Estimating coal mine workforce size

From Global Energy Monitor
This article is part of the
Global Coal Mine Tracker, a project of Global Energy Monitor.
Download full dataset
Report an error
Sub-articles:
Related-articles:

Global Energy Monitor's Global Coal Mine Tracker uses machine learning to estimate the size of the workforce, or employment, at specific coal mines when that information is otherwise unavailable.

Global Energy Monitor first published its coal mine employment estimates in the April 2023 version of the dataset.

Coal mine workforces

The Global Coal Mine Tracker relies on corporate, government, and reliable media sources to gather data on employment and coal mine workforces. The information on coal and jobs is crucial to coal phase-outs and just transitions.

But employment information is not always accessible or transparent. To account for this, we built a machine learning tool in 2021-2022 to estimate the size of coal workforces when that data was otherwise unavailable.

Methodology

Our machine learning tool uses "supervised training" to estimate workforce size at coal mines.

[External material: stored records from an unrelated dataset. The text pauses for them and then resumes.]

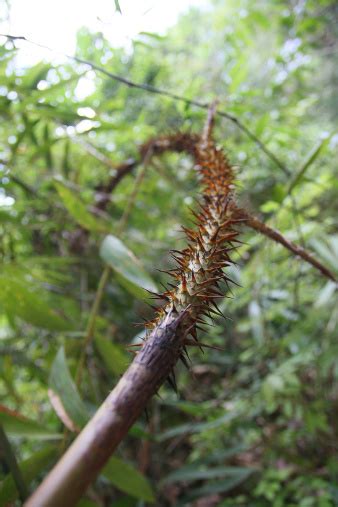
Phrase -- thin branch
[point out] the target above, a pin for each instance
(165, 93)
(132, 198)
(271, 233)
(104, 190)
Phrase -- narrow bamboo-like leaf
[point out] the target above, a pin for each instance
(62, 384)
(112, 355)
(196, 427)
(17, 425)
(129, 270)
(30, 469)
(78, 210)
(20, 299)
(127, 479)
(222, 486)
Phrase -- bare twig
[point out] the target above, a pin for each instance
(137, 184)
(271, 233)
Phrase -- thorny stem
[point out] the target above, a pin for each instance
(165, 93)
(105, 276)
(132, 198)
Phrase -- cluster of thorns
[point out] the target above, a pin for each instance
(201, 267)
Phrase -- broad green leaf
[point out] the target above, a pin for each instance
(63, 386)
(196, 427)
(112, 355)
(220, 486)
(78, 210)
(129, 270)
(30, 469)
(17, 425)
(127, 479)
(117, 6)
(20, 299)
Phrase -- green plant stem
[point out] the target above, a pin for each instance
(6, 452)
(91, 323)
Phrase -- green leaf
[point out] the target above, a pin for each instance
(20, 298)
(197, 472)
(112, 355)
(30, 469)
(117, 6)
(128, 480)
(17, 425)
(63, 386)
(128, 269)
(78, 210)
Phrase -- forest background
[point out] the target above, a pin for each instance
(254, 423)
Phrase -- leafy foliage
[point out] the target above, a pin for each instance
(253, 424)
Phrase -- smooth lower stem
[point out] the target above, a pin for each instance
(255, 223)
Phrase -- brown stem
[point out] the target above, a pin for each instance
(91, 450)
(271, 233)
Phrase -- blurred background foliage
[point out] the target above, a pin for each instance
(255, 424)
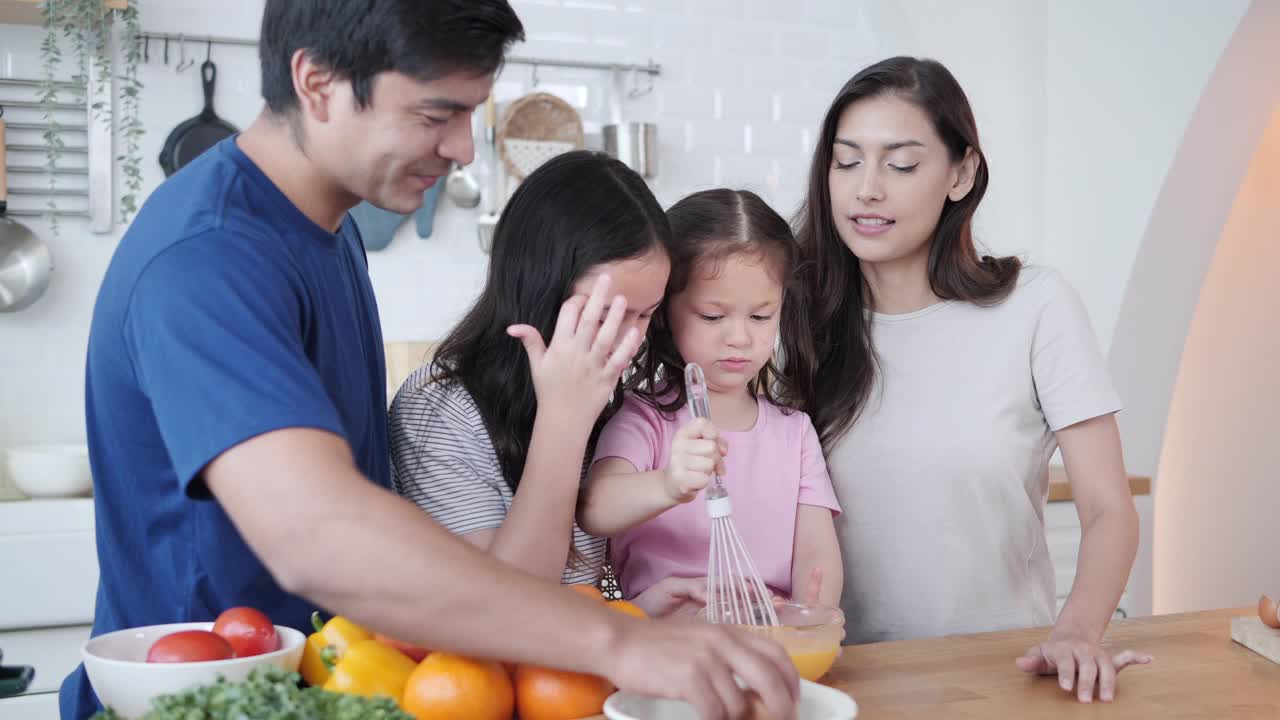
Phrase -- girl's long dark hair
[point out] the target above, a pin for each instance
(577, 210)
(708, 227)
(845, 369)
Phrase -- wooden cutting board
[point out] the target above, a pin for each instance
(1257, 637)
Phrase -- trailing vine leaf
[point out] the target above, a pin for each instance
(131, 130)
(86, 27)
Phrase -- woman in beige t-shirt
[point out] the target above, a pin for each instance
(945, 383)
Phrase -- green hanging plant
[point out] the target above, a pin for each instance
(85, 26)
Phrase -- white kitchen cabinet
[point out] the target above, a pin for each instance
(49, 574)
(48, 563)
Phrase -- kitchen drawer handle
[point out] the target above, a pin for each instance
(14, 679)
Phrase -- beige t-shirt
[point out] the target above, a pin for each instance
(944, 478)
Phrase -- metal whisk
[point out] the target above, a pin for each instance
(735, 592)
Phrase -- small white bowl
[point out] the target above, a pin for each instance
(126, 682)
(50, 470)
(817, 702)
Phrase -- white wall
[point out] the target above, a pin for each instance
(728, 64)
(1216, 506)
(1123, 80)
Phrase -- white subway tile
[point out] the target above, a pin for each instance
(685, 100)
(748, 105)
(782, 140)
(801, 42)
(593, 5)
(754, 40)
(682, 33)
(545, 23)
(718, 9)
(772, 10)
(657, 7)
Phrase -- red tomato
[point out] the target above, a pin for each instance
(412, 651)
(190, 646)
(248, 630)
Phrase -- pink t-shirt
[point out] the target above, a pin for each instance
(769, 470)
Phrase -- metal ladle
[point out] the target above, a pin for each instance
(24, 260)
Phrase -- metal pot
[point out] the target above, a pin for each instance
(24, 260)
(635, 144)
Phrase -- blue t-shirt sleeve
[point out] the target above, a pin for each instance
(218, 346)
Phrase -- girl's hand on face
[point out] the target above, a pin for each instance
(581, 367)
(696, 452)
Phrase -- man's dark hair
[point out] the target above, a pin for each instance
(359, 39)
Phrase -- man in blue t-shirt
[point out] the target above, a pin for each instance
(236, 383)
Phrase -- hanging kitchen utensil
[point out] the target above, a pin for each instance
(462, 187)
(24, 260)
(536, 128)
(196, 135)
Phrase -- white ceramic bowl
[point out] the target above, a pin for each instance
(817, 702)
(50, 470)
(126, 682)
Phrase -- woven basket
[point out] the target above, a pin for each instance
(536, 128)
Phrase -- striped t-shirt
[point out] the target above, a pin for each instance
(444, 461)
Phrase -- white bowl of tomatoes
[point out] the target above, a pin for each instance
(129, 668)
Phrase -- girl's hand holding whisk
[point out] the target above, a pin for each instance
(581, 365)
(696, 454)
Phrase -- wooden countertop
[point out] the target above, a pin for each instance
(1198, 671)
(1060, 490)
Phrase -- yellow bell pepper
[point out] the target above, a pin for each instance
(327, 646)
(370, 668)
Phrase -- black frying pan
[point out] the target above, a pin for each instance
(196, 135)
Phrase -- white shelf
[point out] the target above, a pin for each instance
(42, 516)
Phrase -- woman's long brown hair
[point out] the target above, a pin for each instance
(841, 383)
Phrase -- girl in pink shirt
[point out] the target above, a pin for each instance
(728, 299)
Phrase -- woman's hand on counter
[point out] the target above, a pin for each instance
(672, 595)
(1080, 665)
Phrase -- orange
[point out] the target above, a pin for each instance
(588, 591)
(629, 607)
(447, 686)
(558, 695)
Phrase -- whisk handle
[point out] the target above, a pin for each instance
(695, 387)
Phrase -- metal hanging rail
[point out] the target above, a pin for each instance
(649, 68)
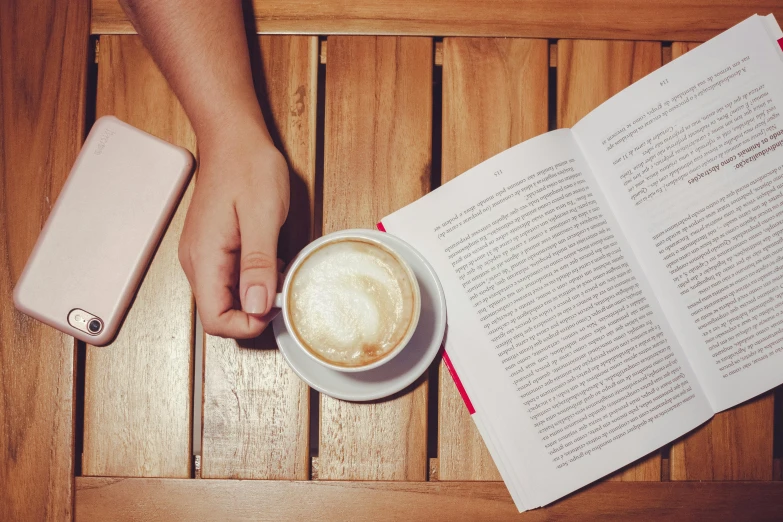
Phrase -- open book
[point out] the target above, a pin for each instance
(612, 286)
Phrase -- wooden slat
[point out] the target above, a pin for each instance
(43, 68)
(588, 73)
(171, 499)
(378, 132)
(734, 445)
(255, 408)
(494, 96)
(137, 411)
(671, 20)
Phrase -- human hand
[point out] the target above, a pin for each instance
(228, 247)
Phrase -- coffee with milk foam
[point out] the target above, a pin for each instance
(351, 302)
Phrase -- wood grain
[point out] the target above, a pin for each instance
(494, 96)
(670, 20)
(255, 408)
(137, 408)
(42, 112)
(172, 499)
(734, 445)
(680, 48)
(377, 150)
(589, 73)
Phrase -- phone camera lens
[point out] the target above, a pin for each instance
(94, 326)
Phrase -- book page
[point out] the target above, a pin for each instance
(560, 345)
(691, 161)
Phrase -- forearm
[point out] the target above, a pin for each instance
(201, 48)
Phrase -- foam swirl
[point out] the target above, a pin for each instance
(351, 302)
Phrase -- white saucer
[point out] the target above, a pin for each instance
(404, 368)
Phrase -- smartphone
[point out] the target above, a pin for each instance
(103, 230)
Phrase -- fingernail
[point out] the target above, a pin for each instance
(255, 300)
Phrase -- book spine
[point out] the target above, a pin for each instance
(458, 383)
(452, 371)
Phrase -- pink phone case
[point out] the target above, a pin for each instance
(103, 229)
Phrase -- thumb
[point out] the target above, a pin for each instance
(258, 260)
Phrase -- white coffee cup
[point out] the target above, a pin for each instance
(369, 243)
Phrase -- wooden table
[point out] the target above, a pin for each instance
(368, 124)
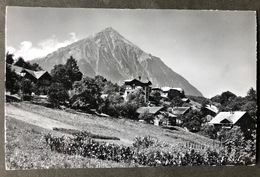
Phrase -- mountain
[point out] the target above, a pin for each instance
(109, 54)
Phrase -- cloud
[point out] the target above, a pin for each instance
(28, 51)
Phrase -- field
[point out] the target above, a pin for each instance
(26, 125)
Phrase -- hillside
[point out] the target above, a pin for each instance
(109, 54)
(26, 147)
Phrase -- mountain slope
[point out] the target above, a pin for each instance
(109, 54)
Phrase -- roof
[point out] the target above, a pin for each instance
(17, 69)
(232, 117)
(212, 108)
(185, 99)
(151, 110)
(180, 110)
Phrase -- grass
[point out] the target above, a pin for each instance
(125, 130)
(26, 149)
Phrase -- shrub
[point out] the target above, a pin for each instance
(83, 145)
(57, 94)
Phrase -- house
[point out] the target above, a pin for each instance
(228, 119)
(172, 92)
(155, 111)
(133, 84)
(178, 112)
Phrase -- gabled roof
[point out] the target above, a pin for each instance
(142, 82)
(167, 89)
(17, 69)
(151, 110)
(212, 108)
(230, 116)
(180, 110)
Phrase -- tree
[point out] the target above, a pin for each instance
(156, 97)
(251, 95)
(146, 116)
(20, 62)
(66, 74)
(226, 97)
(88, 92)
(137, 97)
(57, 94)
(59, 75)
(193, 120)
(72, 70)
(27, 65)
(26, 86)
(177, 101)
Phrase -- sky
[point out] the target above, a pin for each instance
(214, 50)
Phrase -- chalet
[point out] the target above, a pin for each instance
(42, 78)
(209, 110)
(228, 119)
(178, 112)
(133, 84)
(155, 111)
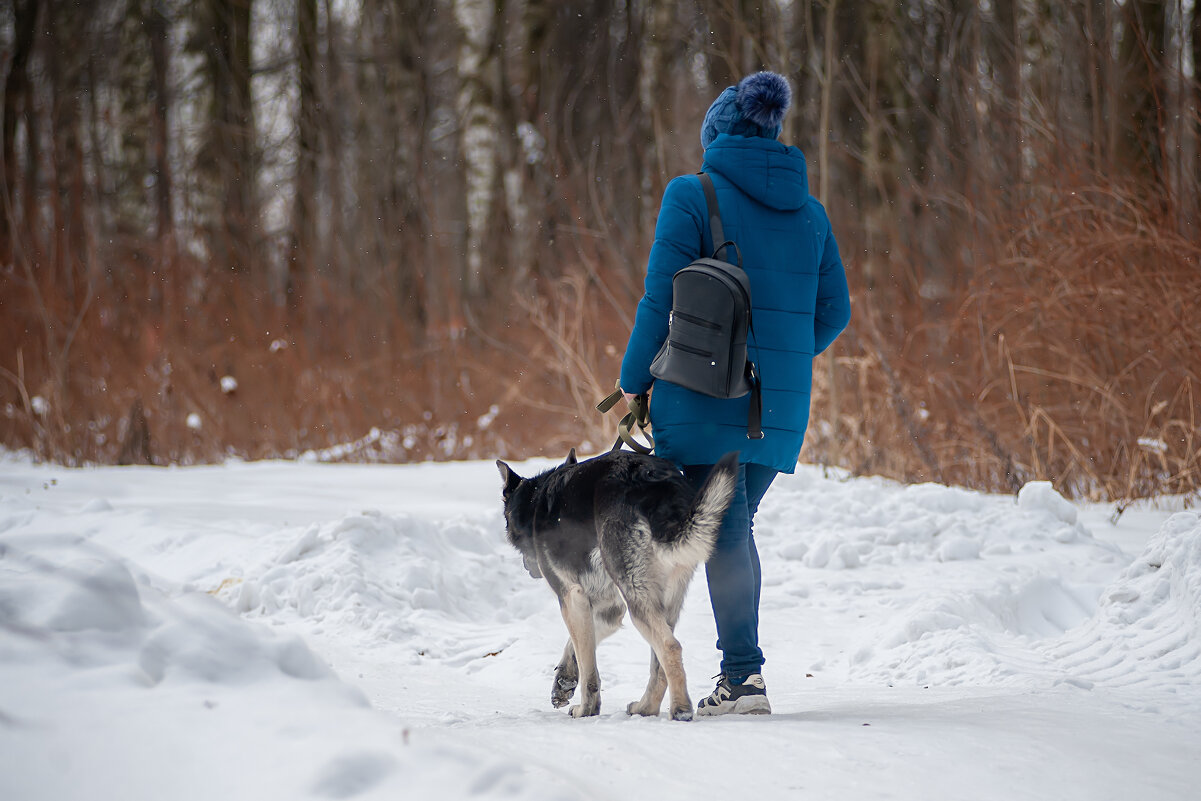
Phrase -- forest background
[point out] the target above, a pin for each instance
(410, 229)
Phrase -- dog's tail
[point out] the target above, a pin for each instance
(707, 512)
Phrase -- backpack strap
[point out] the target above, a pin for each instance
(754, 413)
(715, 215)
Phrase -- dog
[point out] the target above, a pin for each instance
(620, 531)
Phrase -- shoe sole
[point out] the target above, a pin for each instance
(745, 705)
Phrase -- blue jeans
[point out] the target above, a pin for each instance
(733, 571)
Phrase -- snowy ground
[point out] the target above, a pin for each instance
(296, 631)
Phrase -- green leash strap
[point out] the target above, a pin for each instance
(639, 416)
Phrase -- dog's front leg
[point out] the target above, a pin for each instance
(567, 676)
(578, 615)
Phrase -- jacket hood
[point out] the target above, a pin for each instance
(770, 172)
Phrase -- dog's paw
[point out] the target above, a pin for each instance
(562, 689)
(641, 707)
(585, 710)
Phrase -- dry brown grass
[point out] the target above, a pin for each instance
(1074, 357)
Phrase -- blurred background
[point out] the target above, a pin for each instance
(405, 229)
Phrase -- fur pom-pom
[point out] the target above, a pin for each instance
(763, 99)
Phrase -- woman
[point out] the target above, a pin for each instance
(800, 304)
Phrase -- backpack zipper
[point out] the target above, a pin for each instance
(694, 321)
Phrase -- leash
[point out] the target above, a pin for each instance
(639, 416)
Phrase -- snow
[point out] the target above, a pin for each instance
(314, 631)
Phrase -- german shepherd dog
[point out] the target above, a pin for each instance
(609, 533)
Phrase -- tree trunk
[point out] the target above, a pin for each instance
(15, 107)
(300, 261)
(233, 130)
(478, 118)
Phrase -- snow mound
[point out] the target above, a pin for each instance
(1147, 628)
(72, 603)
(973, 637)
(112, 688)
(862, 527)
(390, 579)
(1142, 631)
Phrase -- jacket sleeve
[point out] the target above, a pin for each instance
(832, 312)
(677, 241)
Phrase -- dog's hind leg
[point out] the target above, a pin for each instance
(605, 621)
(578, 615)
(653, 626)
(652, 699)
(567, 676)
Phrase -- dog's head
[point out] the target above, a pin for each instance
(520, 506)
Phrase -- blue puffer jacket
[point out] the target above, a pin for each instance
(798, 292)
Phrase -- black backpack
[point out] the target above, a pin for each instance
(706, 345)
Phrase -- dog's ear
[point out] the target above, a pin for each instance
(507, 476)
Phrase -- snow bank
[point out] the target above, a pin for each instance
(436, 586)
(862, 527)
(1147, 628)
(112, 688)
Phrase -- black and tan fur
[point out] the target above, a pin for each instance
(609, 533)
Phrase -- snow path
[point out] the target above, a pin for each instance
(922, 643)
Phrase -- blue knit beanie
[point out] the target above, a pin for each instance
(756, 107)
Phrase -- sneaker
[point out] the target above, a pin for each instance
(748, 698)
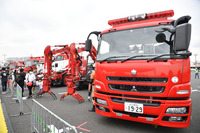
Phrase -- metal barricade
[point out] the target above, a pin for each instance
(45, 121)
(20, 100)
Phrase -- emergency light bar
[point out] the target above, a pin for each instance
(162, 14)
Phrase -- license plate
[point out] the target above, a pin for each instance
(133, 107)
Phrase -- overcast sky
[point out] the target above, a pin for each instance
(28, 26)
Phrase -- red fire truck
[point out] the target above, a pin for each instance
(143, 69)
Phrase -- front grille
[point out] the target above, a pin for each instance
(135, 114)
(138, 79)
(142, 97)
(137, 88)
(144, 102)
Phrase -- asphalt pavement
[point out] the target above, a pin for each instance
(89, 122)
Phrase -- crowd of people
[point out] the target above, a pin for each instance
(29, 80)
(24, 79)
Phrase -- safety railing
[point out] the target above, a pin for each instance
(45, 121)
(20, 101)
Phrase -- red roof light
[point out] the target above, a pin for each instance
(168, 13)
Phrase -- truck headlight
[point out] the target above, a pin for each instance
(182, 92)
(101, 101)
(98, 86)
(177, 110)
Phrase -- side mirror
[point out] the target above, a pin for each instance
(56, 65)
(160, 38)
(182, 37)
(88, 45)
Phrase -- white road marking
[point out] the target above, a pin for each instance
(62, 92)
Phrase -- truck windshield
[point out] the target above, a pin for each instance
(140, 42)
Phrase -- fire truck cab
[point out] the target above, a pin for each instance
(142, 69)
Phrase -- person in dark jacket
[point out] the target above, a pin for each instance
(21, 79)
(4, 79)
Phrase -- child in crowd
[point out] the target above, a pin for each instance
(40, 84)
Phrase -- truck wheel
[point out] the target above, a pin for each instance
(64, 79)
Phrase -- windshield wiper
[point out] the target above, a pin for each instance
(158, 57)
(134, 56)
(110, 58)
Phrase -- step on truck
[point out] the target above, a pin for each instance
(142, 69)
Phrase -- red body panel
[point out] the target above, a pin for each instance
(113, 78)
(169, 69)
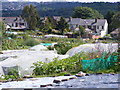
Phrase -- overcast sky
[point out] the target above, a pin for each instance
(71, 0)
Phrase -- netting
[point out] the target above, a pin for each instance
(99, 63)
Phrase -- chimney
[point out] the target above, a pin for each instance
(70, 19)
(96, 20)
(45, 18)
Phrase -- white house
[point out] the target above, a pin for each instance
(16, 23)
(98, 26)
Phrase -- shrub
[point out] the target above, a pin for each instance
(71, 64)
(30, 42)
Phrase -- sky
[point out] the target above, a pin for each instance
(69, 0)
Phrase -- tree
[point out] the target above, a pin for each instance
(115, 23)
(109, 16)
(30, 14)
(62, 25)
(86, 13)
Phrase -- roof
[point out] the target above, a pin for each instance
(8, 20)
(116, 31)
(80, 21)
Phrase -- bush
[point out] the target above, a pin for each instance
(30, 42)
(13, 44)
(71, 64)
(65, 44)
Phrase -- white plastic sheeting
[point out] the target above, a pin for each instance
(101, 47)
(24, 59)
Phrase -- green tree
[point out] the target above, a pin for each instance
(115, 23)
(86, 13)
(109, 16)
(81, 31)
(62, 25)
(30, 14)
(48, 25)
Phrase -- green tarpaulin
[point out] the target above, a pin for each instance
(98, 63)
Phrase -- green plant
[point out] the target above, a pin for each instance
(30, 42)
(70, 64)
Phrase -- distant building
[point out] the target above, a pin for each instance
(115, 33)
(15, 23)
(98, 27)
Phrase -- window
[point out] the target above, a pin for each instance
(102, 27)
(22, 24)
(97, 27)
(16, 25)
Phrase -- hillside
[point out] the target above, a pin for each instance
(64, 9)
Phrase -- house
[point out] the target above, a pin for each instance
(115, 33)
(15, 23)
(97, 26)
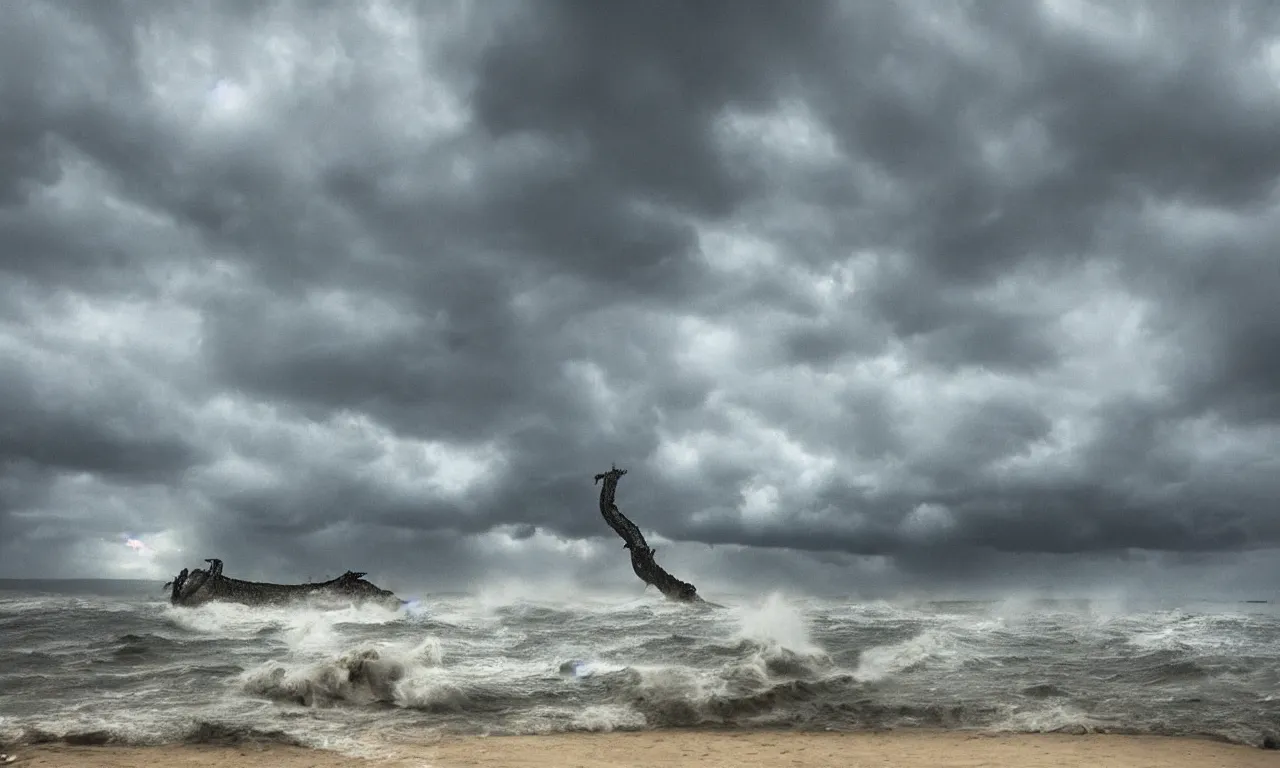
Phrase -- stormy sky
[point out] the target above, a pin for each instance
(865, 296)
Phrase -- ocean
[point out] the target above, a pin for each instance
(109, 662)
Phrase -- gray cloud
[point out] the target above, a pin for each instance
(862, 295)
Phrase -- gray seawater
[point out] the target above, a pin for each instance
(95, 662)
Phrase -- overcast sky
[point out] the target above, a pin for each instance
(865, 296)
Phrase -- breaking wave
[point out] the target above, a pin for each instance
(144, 672)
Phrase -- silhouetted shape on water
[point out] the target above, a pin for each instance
(641, 554)
(209, 585)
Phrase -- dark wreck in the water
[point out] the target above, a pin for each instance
(641, 554)
(206, 585)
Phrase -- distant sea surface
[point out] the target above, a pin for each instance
(113, 662)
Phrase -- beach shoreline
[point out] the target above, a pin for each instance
(679, 749)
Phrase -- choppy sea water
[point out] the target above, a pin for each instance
(90, 664)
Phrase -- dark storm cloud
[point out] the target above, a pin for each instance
(389, 283)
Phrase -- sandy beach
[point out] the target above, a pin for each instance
(699, 748)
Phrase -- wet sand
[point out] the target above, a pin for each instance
(703, 749)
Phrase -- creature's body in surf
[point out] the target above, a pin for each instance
(641, 554)
(201, 586)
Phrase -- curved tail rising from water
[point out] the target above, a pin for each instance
(641, 554)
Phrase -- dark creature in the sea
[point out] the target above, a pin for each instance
(209, 585)
(641, 554)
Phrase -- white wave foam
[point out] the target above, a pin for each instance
(878, 662)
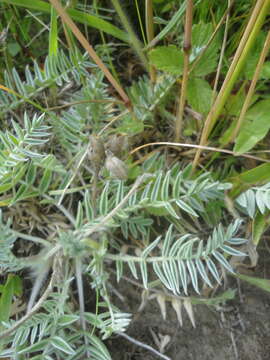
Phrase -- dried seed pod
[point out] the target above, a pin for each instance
(115, 166)
(117, 144)
(96, 153)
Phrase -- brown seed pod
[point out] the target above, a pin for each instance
(96, 153)
(115, 166)
(117, 144)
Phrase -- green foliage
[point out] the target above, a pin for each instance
(255, 128)
(12, 286)
(168, 227)
(167, 58)
(57, 71)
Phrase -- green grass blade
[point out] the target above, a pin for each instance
(53, 37)
(77, 15)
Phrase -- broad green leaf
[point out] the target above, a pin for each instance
(167, 58)
(261, 283)
(80, 16)
(35, 347)
(201, 33)
(259, 225)
(255, 128)
(171, 24)
(13, 286)
(199, 94)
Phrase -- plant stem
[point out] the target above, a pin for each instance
(81, 38)
(186, 49)
(200, 147)
(149, 24)
(222, 50)
(251, 89)
(253, 27)
(134, 41)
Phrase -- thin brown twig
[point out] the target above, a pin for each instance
(81, 38)
(183, 90)
(201, 147)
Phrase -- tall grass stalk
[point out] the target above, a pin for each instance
(251, 89)
(186, 49)
(133, 39)
(253, 27)
(149, 24)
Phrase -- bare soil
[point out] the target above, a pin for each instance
(237, 330)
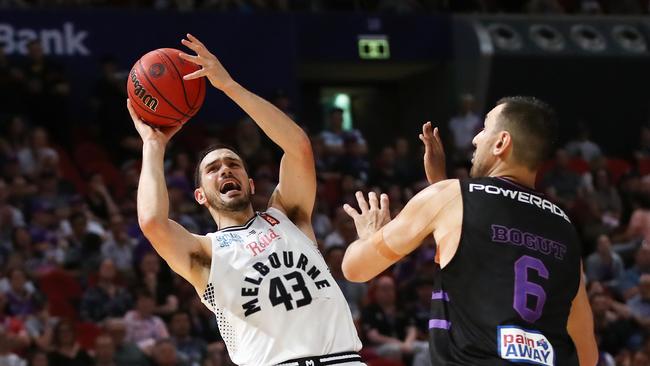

The supervised training, in this case, consisted of a routine where a known workforce size was withheld from the model and then compared to its prediction to assess the accuracy of the estimate.

Input and label data

The data used we used for predicting coal mine workforce size consisted of two categories: the label and the input data.

The label data is the quantity that our dataset needs to predict -- in this case, the size of a coal mine workforce. The input is the data that the label depends on, that is data variables such as coal production, mine size, etc.

In our model, some input features have numerical values, while others have categorical values.